Python Regex Replace Matching Text

Question 1

This should do what you want

import re

s = '''bla bla bla ||NULL||abc-swf||NULL||NULL
bla bla bla ||NULL||cdacda-swfend%23wrapclass||NULL||NULL
bla bla bla ||NULL||bgdbgdbgd-swf%28ML%29endBeliefnet.Web.UI.S||NULL||NULL'''

# bad_regex = re.compile(r'(?<=swf)[^|]+') # will stop at a single pipe character |
regex = re.compile(r'(?<=-swf).*?(?=\|\|)') # matches everything between -swf and || 
regex.sub('', s)

Output =

>>> print(s)
bla bla bla ||NULL||abc-swf||NULL||NULL
bla bla bla ||NULL||cdacda-swf||NULL||NULL
bla bla bla ||NULL||bgdbgdbgd-swf||NULL||NULL

Edit 1: The regex I gave in the original answer fails if the text for removal has a '|' character in it. I've replaced it with a regex that doesn't have this problem.

Question 2

Probably to make it really quick you could try to use Cython.

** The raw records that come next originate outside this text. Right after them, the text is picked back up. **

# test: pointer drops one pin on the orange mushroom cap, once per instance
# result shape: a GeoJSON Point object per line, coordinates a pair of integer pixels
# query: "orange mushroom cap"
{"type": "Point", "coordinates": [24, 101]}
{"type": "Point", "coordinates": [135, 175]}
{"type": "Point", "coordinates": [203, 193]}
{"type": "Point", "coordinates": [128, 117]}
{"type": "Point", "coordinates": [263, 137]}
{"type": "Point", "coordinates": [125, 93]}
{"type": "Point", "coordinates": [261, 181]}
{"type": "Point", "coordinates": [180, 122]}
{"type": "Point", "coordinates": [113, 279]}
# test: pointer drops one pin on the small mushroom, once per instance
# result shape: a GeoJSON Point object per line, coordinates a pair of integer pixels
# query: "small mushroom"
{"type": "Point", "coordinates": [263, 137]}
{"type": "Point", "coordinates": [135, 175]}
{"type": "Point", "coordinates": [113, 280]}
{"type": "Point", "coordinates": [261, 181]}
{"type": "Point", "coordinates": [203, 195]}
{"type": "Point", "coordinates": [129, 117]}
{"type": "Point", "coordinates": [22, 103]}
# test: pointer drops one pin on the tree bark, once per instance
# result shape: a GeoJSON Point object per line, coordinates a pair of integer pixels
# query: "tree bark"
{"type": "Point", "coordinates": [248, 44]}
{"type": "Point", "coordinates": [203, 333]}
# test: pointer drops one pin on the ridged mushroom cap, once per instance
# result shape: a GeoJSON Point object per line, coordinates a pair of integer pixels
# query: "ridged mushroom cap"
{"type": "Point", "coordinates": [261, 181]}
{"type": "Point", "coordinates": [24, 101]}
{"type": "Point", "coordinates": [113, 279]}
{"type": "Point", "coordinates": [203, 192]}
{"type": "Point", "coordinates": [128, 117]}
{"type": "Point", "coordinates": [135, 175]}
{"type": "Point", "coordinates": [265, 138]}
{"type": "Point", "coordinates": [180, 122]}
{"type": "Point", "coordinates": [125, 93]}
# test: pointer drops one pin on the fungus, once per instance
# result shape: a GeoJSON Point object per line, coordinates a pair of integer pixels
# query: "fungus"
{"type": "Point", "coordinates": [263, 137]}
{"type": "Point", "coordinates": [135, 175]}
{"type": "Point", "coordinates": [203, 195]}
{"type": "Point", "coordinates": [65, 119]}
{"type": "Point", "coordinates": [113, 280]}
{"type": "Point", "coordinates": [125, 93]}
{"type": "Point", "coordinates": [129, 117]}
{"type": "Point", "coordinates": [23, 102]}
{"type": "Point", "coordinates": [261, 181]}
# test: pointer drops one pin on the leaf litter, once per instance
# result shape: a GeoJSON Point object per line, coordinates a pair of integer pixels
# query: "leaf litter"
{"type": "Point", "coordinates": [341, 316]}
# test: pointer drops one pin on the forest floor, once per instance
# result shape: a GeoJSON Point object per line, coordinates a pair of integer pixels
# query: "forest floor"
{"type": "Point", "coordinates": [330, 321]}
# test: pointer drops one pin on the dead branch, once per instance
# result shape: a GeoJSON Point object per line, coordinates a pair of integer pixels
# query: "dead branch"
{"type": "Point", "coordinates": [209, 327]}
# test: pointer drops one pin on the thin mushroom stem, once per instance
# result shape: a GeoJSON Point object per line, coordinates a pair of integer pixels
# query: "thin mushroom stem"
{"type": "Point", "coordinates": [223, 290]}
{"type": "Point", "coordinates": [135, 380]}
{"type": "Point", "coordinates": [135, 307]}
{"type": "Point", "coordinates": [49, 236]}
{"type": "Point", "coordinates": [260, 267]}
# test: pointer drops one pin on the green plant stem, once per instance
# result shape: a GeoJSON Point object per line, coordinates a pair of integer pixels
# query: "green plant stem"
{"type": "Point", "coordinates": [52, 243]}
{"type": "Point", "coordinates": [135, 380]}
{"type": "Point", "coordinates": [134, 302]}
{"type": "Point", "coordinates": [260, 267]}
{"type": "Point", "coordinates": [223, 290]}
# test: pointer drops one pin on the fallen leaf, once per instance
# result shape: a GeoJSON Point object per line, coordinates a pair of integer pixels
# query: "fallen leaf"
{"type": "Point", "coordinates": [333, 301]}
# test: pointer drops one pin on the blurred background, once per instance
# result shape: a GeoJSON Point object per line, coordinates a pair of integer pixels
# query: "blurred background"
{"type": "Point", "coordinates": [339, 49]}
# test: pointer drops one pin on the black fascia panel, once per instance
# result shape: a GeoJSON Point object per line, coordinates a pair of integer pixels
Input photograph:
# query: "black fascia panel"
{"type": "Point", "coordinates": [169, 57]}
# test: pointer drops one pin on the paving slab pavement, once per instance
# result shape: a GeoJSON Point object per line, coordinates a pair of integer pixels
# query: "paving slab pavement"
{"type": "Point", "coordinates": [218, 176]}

Also: maybe you could first try to see if this performs better ->

def test_speed():
    row_text = 'bla bla bla ||NULL||cdacda-swfend%23wrapclass||NULL||NULL'
    string_list = row_text.split('||') # which gives a list
    # Then only partition in the string_list[2] area -> 
    string_list[2] = ''.join(string_list[2].partition('-swf')[0:2])
    # then join it together again: 
    row_text = '||'.join(string_list)

%timeit test_speed()
100000 loops, best of 3: 1.36 µs per loop

just some ideas! seems to be quite fast?

Edit: looking at Kevin's regex example:

import re
regex = re.compile(r'(?<=swf)[^|]+')
def test_regex_speed(regex):
    row_text = 'bla bla bla ||NULL||cdacda-swfend%23wrapclass||NULL||NULL'
    regex.sub('', row_text)

%timeit test_regex_speed(regex)
100000 loops, best of 3: 2.16 µs per loop

So that's a bit slower, but you could do the entire file at once with the regex.

Edit 2: sorry, i see i didn't see the "entire file is already in memory". For optimal memory usage I would suggest to go row by row through large files though.